Résumé :

Les contestations normatives relatives à la nature des transferts financiers Nord-Sud visant l’adaptation au changement climatique et à ses relations avec l’aide publique au développement (APD) se sont considérablement accentuées depuis 2009 lorsque les pays développés se sont conjointement engagés à fournir des ressources «nouvelles et supplémentaires » à hauteur de 30 milliards de dollars pour la période 2010-2012 et à mobiliser collectivement 100 milliards de dollars par an d’ici à 2020, en les répartissant de manière « équilibrée » entre l’atténuation et l’adaptation dans les pays en développement.
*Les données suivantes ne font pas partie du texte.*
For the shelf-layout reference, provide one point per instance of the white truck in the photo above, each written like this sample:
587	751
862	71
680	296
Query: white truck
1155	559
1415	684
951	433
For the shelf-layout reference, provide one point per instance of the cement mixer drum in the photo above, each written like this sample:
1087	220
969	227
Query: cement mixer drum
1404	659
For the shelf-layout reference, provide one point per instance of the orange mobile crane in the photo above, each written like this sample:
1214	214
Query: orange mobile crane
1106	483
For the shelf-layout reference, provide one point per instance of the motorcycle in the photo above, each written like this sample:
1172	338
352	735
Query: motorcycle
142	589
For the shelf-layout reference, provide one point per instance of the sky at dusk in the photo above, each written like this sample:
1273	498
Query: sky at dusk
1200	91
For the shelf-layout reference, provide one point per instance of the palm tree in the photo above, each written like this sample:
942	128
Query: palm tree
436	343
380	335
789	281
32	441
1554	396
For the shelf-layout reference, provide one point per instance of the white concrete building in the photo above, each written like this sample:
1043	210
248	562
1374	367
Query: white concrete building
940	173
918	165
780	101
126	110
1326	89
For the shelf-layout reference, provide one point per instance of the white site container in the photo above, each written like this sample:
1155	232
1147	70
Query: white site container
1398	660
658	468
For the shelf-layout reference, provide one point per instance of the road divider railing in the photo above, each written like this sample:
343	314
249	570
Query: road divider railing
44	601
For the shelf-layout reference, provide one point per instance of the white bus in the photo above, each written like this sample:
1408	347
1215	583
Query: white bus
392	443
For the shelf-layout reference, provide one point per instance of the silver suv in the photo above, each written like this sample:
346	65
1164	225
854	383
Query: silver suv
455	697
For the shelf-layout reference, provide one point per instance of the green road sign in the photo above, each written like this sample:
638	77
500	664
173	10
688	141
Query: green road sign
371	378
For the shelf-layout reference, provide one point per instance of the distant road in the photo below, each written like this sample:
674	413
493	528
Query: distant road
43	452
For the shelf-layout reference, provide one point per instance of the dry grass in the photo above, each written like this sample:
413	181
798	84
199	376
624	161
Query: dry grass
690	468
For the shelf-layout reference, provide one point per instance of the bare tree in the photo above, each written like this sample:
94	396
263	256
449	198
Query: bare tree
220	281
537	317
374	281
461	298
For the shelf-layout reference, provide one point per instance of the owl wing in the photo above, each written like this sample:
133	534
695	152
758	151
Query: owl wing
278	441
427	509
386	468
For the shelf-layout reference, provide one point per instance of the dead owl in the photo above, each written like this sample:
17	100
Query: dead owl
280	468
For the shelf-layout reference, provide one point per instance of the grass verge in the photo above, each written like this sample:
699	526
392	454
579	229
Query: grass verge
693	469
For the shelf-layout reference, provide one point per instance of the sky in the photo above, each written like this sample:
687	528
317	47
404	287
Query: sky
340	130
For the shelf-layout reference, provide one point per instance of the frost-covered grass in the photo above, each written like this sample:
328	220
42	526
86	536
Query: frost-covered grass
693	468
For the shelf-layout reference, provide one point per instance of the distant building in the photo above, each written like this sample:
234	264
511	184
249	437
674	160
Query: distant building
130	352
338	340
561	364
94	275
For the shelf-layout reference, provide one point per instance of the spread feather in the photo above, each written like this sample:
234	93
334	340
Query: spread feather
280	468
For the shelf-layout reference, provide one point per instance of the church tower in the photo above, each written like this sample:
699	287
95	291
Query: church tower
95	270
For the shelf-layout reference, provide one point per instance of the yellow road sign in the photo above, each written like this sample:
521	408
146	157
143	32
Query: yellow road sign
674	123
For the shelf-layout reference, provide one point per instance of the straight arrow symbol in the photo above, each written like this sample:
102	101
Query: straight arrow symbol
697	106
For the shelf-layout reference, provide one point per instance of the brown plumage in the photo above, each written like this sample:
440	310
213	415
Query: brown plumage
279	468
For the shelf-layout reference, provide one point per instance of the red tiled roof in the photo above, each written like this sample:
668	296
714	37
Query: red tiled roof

Mouvements de solidarité internationale, organisations non gouvernementales de protection de l’environnement, représentants des pays en développement, et parfois institutions multilatérales de développement : nombreux sont les acteurs qui appellent à la mise en place d’un financement international de l’adaptation qui existerait séparément de l’aide, en représentant une forme de « compensation » liée à la responsabilité disproportionnée des pays développés dans l’occurrence du changement climatique.

Notre thèse se construit à partir d’un constat : celui de la déconnexion entre une hypothèse largement répandue dans la littérature académique (i.e., l’existence d’un financement international de l’adaptation qui serait distinct de l’APD – et original sous divers aspects) et la réalité observable (i.e., l’existence d’un tel financement ne se vérifie pas dans les faits). Comment expliquer cette déconnexion ? Telle est précisément la question que nous tentons d’élucider dans le présent document. Nous formulons l’hypothèse selon laquelle les discours opposant le financement international de l’adaptation et l’aide au développement sont le produit d’une vision particulière de ce que devrait être l’APD. L’ambition de notre recherche est dès lors de caractériser cette vision normative de l’aide et d’examiner ses manifestations dans une série de débats récurrents qui traversent la question du financement international de l’adaptation. Nous mettons en évidence le fait que ces discours renouvellent une vision de l’aide entre États souverains destinée à répondre aux injustices internationales et à alimenter un transfert de ressources régulier entre pays riches et pays pauvres.